UFGD/HU - Hospital Universitário de Dourados (MS) — Prova 2021
M. F. S., masculino, 45 anos, deu entrada no prontosocorro com queixa de edema generalizado há 30 dias com piora progressiva há 2 semanas, associada à dispneia aos mínimos esforços. Relata ser portador de diabetes melito e hipertensão arterial sistêmica em acompanhamento no posto de saúde. Ao exame: PA: 180x100 mmHg. FC 78bpm. Fr 25irpm. Aparelho respiratório murmúrio vesicular presente com estertores crepitantes até terço médio bilateralmente. Precórdio com bulhas normofonéticas, normorrítmicas em 2 tempos sem sopros. Abdome sem alts. Edema de MMII bilateral simétrico +3/+4. Exames laboratoriais: Creatinina 5,0; Ureia 160; potássio 5,9; Gasometria arterial com ph 7,22 pCO₂ 20 pO₂ 98 HCO 11; Urina I com pth +3 leuco 05 p/c hemácias O₂ p/c nitrito negativo bactérias numerosas.Analisando esse caso, afirma-se tratar de um paciente
Paciente com DRC, hipervolemia, acidose metabólica grave e hipercalemia necessita de diálise de urgência.
O paciente apresenta sinais de doença renal crônica descompensada (creatinina 5.0, ureia 160) com complicações graves como hipervolemia (edema generalizado, estertores crepitantes, dispneia) e acidose metabólica grave (pH 7.22, HCO3 11), além de hipercalemia (K 5.9). Essas são indicações clássicas de diálise de urgência.
A doença renal crônica (DRC) é uma condição progressiva e irreversível de perda da função renal, frequentemente associada a comorbidades como diabetes mellitus e hipertensão arterial sistêmica, que são as principais causas de nefropatia diabética. O diagnóstico é feito pela redução da taxa de filtração glomerular e/ou presença de marcadores de lesão renal por mais de três meses. O acompanhamento precoce é fundamental para retardar a progressão da doença. A fisiopatologia da DRC envolve a perda gradual de néfrons funcionantes, levando ao acúmulo de toxinas urêmicas, distúrbios hidroeletrolíticos e ácido-básicos. As manifestações clínicas incluem edema, dispneia, fadiga, náuseas, anorexia e alterações neurológicas. A suspeita deve ser alta em pacientes com diabetes e hipertensão de longa data, especialmente se apresentarem elevação de creatinina e ureia. O tratamento da DRC visa controlar a progressão da doença e manejar as complicações. Em estágios avançados, a terapia renal substitutiva (diálise ou transplante) torna-se necessária. Indicações de diálise de urgência incluem hipervolemia refratária (como edema agudo de pulmão), acidose metabólica grave refratária, hipercalemia grave refratária, uremia sintomática (encefalopatia, pericardite) e certas intoxicações. O caso clínico apresentado demonstra um paciente com DRC descompensada, com hipervolemia e acidose metabólica graves, necessitando de diálise imediata.
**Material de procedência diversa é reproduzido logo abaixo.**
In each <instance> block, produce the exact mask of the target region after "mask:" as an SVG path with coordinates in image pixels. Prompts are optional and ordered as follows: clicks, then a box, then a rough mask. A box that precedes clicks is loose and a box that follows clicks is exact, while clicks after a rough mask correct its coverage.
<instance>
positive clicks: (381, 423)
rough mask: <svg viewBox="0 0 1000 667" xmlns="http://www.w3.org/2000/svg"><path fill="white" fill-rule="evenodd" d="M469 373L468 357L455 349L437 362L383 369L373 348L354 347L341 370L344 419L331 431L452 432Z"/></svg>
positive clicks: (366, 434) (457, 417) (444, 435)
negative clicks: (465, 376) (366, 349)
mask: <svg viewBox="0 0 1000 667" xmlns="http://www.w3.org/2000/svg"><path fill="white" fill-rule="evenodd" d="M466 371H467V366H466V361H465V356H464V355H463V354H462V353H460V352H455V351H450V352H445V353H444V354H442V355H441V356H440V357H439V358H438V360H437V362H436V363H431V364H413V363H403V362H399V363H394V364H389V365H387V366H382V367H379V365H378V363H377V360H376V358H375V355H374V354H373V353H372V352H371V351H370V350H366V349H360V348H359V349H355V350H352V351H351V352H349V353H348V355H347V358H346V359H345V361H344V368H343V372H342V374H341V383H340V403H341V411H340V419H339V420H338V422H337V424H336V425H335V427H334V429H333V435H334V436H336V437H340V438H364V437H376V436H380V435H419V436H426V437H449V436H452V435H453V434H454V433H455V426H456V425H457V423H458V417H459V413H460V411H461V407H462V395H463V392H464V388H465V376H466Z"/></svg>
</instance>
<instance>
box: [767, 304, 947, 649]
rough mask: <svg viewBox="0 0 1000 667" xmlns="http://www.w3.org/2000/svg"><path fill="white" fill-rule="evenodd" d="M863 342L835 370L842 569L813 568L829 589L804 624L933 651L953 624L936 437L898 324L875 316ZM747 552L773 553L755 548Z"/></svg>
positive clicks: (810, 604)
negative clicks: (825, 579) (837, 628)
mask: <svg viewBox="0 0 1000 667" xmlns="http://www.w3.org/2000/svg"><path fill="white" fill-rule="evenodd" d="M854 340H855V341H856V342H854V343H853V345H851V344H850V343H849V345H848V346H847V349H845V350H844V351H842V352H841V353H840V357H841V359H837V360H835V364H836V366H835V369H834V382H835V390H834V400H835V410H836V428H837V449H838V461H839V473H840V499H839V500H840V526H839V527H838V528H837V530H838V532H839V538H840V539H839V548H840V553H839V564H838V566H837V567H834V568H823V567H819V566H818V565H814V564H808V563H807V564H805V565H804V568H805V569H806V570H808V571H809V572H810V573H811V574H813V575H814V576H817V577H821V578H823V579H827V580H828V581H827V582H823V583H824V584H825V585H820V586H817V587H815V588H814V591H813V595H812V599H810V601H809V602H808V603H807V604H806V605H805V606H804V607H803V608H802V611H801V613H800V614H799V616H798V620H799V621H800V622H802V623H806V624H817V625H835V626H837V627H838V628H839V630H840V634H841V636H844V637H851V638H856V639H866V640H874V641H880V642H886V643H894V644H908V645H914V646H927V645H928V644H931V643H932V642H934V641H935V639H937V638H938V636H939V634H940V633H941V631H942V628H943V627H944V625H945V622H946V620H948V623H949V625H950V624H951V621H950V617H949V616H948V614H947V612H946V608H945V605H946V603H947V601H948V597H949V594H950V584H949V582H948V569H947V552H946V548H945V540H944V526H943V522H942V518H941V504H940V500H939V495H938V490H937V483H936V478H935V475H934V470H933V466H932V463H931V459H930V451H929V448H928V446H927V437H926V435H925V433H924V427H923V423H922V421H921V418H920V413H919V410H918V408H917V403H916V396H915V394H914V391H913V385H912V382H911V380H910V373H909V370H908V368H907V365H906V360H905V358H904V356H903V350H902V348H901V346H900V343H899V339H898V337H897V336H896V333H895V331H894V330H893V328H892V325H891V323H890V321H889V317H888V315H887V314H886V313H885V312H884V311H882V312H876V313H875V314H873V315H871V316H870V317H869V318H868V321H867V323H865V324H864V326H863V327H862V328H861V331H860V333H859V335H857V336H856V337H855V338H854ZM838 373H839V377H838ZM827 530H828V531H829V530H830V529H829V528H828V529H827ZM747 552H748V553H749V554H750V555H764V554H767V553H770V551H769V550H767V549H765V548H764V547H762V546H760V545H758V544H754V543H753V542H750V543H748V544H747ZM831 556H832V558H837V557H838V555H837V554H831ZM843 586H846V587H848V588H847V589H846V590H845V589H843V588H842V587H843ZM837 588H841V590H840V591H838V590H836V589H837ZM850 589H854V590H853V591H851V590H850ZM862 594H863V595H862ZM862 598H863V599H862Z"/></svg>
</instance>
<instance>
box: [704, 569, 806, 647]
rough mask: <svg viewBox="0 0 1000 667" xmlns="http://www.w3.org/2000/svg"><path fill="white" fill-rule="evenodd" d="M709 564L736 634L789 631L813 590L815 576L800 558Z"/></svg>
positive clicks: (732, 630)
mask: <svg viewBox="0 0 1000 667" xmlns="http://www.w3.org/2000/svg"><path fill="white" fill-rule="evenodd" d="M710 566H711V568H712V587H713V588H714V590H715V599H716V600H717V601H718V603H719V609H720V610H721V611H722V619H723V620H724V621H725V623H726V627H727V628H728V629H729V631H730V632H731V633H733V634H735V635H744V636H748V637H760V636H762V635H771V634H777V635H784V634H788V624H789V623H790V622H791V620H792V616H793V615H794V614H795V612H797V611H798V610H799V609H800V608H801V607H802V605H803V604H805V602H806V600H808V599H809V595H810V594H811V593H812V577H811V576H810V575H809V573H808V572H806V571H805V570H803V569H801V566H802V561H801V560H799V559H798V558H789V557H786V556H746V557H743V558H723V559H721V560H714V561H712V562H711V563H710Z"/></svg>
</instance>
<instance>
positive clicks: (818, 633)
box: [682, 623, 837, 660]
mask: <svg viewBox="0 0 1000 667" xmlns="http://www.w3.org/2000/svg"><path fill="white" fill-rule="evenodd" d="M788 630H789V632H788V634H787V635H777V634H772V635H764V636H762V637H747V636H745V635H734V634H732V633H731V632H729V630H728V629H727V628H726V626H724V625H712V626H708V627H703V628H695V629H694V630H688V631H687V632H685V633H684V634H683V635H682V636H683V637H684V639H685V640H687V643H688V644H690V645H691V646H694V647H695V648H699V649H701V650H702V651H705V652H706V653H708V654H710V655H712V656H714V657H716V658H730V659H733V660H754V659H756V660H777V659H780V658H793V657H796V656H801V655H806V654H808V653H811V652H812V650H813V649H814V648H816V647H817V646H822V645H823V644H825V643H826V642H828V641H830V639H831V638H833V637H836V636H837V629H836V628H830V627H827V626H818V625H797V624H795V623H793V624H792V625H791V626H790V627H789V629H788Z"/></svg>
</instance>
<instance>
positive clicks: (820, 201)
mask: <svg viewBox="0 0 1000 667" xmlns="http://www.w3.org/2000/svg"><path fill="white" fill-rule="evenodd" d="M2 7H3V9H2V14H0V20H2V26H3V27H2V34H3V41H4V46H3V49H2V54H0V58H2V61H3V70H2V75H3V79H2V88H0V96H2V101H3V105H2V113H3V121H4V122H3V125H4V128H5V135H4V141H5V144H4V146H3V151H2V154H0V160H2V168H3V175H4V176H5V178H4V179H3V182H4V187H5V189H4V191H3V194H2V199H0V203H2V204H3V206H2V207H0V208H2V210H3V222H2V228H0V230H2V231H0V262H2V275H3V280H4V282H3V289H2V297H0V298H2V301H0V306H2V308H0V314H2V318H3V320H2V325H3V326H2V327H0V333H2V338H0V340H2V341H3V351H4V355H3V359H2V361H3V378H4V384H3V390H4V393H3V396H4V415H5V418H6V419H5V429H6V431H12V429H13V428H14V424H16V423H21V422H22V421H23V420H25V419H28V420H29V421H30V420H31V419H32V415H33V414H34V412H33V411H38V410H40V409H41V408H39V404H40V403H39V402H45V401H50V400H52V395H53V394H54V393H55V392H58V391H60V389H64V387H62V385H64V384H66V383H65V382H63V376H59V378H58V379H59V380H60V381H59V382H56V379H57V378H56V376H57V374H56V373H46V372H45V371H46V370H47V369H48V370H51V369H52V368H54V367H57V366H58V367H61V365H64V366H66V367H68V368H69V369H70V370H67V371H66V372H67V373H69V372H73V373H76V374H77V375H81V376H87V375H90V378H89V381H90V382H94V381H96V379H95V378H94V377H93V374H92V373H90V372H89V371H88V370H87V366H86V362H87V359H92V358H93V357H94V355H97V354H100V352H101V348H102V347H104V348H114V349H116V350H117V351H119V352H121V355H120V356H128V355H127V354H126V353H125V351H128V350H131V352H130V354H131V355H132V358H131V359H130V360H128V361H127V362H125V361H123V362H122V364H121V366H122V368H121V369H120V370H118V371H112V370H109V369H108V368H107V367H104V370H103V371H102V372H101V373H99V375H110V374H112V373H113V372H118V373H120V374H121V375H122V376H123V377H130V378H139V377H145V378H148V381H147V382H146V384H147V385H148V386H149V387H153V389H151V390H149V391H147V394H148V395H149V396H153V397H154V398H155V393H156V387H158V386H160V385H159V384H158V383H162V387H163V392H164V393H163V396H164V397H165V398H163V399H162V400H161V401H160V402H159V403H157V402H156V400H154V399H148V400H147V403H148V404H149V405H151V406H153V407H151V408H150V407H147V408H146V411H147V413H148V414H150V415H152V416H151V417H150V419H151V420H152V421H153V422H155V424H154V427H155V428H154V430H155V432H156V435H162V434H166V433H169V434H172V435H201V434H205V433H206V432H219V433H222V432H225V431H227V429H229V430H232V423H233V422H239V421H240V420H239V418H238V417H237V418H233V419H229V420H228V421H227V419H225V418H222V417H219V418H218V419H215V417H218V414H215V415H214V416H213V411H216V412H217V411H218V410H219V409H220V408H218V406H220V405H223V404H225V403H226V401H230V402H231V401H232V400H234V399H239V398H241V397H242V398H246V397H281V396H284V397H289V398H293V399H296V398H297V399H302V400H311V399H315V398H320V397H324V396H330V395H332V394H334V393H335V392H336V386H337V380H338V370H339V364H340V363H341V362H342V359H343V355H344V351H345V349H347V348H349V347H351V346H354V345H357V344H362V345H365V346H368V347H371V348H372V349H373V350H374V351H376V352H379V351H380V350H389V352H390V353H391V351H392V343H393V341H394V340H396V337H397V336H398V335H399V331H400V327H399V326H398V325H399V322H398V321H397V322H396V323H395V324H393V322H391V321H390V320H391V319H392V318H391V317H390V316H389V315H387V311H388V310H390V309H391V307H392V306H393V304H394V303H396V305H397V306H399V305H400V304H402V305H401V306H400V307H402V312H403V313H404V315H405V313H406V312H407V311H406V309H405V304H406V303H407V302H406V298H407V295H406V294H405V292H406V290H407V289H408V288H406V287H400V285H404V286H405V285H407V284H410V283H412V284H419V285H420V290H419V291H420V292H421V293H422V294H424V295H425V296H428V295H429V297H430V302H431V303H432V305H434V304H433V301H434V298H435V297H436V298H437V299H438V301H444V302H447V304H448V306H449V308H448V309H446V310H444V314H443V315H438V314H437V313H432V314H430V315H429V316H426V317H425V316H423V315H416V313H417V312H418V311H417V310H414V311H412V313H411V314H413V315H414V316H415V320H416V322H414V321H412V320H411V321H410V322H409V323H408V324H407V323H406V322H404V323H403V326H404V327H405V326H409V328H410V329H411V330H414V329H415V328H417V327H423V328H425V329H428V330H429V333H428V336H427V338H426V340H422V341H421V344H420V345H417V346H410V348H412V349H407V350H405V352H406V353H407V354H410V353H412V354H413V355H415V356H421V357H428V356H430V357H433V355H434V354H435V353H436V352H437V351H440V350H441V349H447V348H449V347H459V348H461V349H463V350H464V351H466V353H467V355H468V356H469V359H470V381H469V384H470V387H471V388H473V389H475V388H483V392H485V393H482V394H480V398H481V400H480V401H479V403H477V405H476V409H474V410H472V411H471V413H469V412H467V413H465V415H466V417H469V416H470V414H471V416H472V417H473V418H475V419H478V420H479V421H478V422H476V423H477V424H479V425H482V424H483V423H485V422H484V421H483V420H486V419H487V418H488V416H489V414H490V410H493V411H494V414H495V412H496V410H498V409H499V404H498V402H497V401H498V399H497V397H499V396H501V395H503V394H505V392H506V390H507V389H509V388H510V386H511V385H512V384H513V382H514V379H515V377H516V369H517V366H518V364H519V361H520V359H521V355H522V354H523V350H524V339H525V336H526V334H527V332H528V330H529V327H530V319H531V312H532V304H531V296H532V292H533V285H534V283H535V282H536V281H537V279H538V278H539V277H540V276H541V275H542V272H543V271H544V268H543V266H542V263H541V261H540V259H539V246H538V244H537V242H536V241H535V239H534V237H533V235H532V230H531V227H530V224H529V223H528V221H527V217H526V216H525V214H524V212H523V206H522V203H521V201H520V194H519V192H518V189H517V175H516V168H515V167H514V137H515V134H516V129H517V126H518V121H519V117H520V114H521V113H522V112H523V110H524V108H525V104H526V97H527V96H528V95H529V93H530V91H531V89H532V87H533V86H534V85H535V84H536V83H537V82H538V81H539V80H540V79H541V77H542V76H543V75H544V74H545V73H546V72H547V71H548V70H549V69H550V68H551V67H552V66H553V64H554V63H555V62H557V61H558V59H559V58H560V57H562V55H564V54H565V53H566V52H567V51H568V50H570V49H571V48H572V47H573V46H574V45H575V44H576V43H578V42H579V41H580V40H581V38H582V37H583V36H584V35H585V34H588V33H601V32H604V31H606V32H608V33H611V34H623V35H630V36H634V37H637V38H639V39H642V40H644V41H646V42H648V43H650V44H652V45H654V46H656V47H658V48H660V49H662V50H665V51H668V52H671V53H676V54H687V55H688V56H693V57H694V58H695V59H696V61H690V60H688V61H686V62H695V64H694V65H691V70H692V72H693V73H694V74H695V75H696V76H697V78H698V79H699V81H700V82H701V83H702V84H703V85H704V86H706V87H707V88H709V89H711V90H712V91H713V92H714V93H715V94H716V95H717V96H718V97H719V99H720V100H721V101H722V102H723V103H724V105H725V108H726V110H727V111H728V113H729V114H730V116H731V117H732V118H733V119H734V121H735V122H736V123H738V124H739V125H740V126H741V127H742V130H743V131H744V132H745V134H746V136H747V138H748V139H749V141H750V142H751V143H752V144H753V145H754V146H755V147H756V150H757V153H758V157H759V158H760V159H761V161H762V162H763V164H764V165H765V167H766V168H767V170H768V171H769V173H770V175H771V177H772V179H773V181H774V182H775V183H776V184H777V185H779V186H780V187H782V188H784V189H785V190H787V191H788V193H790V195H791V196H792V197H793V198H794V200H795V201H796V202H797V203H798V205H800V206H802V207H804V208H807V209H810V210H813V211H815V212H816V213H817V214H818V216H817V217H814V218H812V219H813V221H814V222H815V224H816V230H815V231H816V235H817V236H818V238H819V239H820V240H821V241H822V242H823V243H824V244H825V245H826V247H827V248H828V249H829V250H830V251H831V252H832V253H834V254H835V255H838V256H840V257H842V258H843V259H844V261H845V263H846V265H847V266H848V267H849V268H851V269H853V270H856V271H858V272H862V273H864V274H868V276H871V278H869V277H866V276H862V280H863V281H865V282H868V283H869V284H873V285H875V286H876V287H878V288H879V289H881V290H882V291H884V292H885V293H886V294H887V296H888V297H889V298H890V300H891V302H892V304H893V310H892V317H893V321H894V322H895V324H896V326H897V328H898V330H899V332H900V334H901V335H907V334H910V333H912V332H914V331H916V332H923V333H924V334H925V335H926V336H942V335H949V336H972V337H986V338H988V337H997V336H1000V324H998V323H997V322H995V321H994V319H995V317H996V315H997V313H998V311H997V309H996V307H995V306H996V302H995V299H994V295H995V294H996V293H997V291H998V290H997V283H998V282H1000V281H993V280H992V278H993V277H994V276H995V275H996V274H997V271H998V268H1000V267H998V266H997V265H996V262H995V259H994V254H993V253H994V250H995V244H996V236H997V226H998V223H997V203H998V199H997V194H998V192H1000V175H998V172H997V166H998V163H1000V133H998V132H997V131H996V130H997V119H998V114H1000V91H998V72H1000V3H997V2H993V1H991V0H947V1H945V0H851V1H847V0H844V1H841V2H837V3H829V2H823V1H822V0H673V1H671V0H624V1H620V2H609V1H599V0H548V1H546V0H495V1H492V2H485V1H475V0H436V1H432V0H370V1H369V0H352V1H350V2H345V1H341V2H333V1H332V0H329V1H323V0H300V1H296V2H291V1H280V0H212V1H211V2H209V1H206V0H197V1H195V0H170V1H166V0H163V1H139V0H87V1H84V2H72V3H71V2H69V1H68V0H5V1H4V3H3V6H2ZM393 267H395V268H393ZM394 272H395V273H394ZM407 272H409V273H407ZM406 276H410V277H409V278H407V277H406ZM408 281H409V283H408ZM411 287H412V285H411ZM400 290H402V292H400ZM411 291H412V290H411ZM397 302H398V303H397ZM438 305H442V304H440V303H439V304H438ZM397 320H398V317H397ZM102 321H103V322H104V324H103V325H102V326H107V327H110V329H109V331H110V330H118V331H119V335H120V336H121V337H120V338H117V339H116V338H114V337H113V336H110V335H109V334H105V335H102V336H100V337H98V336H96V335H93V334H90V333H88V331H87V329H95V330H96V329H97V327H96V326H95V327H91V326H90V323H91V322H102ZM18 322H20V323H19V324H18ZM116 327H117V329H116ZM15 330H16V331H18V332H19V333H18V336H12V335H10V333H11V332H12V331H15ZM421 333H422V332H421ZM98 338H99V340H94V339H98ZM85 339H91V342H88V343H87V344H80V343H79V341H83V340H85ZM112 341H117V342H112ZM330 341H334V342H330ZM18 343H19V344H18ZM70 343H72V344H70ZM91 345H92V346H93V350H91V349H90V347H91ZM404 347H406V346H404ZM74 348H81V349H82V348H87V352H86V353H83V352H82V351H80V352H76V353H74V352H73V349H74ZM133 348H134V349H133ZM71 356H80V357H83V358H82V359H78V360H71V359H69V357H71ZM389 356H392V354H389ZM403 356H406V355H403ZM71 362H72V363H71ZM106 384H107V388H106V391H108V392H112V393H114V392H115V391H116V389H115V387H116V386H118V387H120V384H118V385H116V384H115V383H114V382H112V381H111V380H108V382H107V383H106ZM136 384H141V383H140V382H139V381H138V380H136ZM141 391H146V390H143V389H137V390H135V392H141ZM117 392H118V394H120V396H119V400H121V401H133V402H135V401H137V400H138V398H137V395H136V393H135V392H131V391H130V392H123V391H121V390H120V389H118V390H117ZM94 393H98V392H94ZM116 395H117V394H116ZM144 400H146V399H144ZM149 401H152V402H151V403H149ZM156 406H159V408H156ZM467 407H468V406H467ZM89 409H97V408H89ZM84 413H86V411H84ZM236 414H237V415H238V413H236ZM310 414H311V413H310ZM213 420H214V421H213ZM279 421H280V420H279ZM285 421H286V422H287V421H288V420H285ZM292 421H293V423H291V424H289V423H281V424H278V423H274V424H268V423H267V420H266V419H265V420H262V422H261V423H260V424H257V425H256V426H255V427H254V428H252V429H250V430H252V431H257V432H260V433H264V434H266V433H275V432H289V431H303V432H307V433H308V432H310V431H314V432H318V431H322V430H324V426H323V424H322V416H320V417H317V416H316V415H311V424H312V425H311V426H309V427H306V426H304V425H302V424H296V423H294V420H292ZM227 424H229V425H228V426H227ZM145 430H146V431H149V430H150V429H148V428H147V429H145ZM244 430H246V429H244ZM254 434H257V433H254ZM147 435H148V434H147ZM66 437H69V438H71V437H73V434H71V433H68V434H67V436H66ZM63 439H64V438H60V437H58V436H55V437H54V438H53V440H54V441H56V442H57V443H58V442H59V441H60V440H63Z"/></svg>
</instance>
As indicações clássicas de diálise de urgência são as vogais: A (acidose metabólica grave refratária), E (eletrólitos, como hipercalemia grave refratária), I (intoxicações exógenas dialisáveis), O (overload, hipervolemia refratária) e U (uremia sintomática, como encefalopatia ou pericardite urêmica).
A nefropatia diabética é uma complicação microvascular do diabetes, caracterizada por lesão glomerular progressiva devido à hiperglicemia crônica, levando a proteinúria, diminuição da taxa de filtração glomerular e, eventualmente, doença renal crônica terminal.
A hipervolemia pode levar a edema agudo de pulmão e insuficiência cardíaca. A acidose metabólica grave pode causar arritmias cardíacas, disfunção miocárdica, catabolismo proteico e osteodistrofia renal, sendo ambas condições com risco de vida.